A great deal of it is the attitudes and norms of the institution and era. For example, Bush is an enthusiastic supporter of impressment, corporal punishment, and capital punishment, all of which I find reprehensible and horrifying. Hornblower is iffy about the latter two, but even so is more likely to be critical of himself (for the alleged character flaw of squeamishness) than of the institutions themselves. Furthermore, his squeamishness only goes so far: he cold-bloodedly murdered the leader of an entirely justified and failed mutiny, because he felt the authoritarian structures of the Navy must be categorically upheld in all circumstances. (Hornblower could have chosen to miss the shot: the mutiny had failed, the leader was escaping, the guy was literally powerless to further disrupt the Navy and its operations -- but Hornblower viewed it to be critically important that the man be seen to die for the crime of publicly standing up to a murderously abusive captain. There’s a reason Lord Hornblower made me feel dirty to be a part of the fandom.)
More personally, it's not entirely clear to me what those two would make of me being a highly-educated, mathematically trained, and dyke-ish queer woman, but I suspect it wouldn't be flattering, given Hornblower's commentary on Lady Barbara being "mannish" when he first meets her.

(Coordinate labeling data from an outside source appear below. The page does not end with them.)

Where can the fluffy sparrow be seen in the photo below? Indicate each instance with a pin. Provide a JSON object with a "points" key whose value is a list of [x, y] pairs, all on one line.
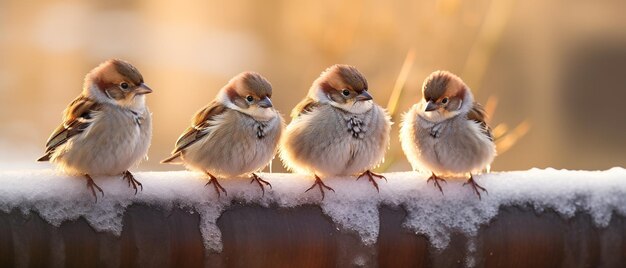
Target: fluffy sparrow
{"points": [[107, 128], [446, 132], [235, 134], [337, 130]]}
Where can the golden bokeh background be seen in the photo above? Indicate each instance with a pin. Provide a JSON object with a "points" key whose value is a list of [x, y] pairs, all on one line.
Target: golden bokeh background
{"points": [[555, 69]]}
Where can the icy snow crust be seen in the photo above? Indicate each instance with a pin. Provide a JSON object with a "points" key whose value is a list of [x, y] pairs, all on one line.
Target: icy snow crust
{"points": [[354, 206]]}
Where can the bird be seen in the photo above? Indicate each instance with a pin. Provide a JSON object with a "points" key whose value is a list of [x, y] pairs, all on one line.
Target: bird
{"points": [[337, 129], [446, 133], [106, 129], [235, 134]]}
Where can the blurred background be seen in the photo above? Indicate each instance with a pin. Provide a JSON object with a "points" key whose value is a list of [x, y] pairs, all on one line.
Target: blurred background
{"points": [[552, 73]]}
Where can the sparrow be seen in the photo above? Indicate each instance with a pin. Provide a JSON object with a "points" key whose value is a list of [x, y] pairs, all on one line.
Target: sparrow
{"points": [[446, 132], [106, 129], [237, 133], [337, 129]]}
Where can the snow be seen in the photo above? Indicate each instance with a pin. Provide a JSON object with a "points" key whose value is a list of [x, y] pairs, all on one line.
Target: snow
{"points": [[353, 207]]}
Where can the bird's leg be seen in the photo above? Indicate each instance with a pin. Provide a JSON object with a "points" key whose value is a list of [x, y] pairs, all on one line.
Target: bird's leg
{"points": [[216, 185], [475, 186], [91, 184], [371, 175], [260, 182], [126, 175], [321, 185], [436, 180]]}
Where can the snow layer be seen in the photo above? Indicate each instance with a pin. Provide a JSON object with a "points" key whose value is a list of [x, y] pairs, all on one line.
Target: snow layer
{"points": [[354, 206]]}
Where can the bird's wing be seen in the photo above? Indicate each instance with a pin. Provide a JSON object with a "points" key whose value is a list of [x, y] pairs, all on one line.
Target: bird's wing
{"points": [[477, 114], [199, 126], [305, 106], [76, 118]]}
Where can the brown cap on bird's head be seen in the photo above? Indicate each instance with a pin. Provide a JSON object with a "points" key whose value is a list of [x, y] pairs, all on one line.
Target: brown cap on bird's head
{"points": [[341, 76], [342, 83], [117, 79], [249, 88], [442, 89]]}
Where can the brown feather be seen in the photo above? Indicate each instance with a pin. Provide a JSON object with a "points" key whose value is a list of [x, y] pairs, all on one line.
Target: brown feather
{"points": [[75, 120], [305, 106], [477, 114], [201, 120]]}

Bush is a bit more of a cipher re women, but his comment that he likes 'pretty, saucy women' (with the strong implication that he has little time or sympathy for women otherwise) isn't encouraging.
And then there's the fact that I'm Lakota. While the Lakota were too far inland to have had specific beef with the Royal Navy, RN officers considered themselves unquestionably and unjustifiably superior to "the natives" pretty much everywhere they went in the world. The fact that I'm so-called "civilized" would likely be a marginally positive mark in their eyes, but 1) I have few illusions it would translate to actual respect, and 2) it would in no way lessen my contempt for them presuming to judge.
Basically, they're officers in good standing of the Georgian Royal Navy, which was brutal, racist, sexist, classist, and an enforcer of colonialism everywhere it went. Why would we have gotten along?
When you get right down to it, the Hornblower books work for me only to the point that I can imagine myself similar to Hornblower and Bush -- male, white, of a certain class, etc. (Which says a lot about what we’re trained to read as “universal” or “generic.”) It also helps enormously that the books are preoccupied with the French and largely remain in Europe, thus limiting my dissonance about the Royal Navy upholding colonialism. But every once in a while I look at a still or read a passage and have a strong moment of “Hoo, boy, it’s a good thing we’re irrevocably separated by two-centuries-and-counting. It’s a good thing, too, that you’re fictional, and I’m well-practiced in rejecting parts of canon that offend me. Because it’s super clear that if my inconveniently gendered and embodied 2021 self somehow ended up face-to-face with your 1813 self via some magical portal into fictional worlds: we absolutely would not get along.”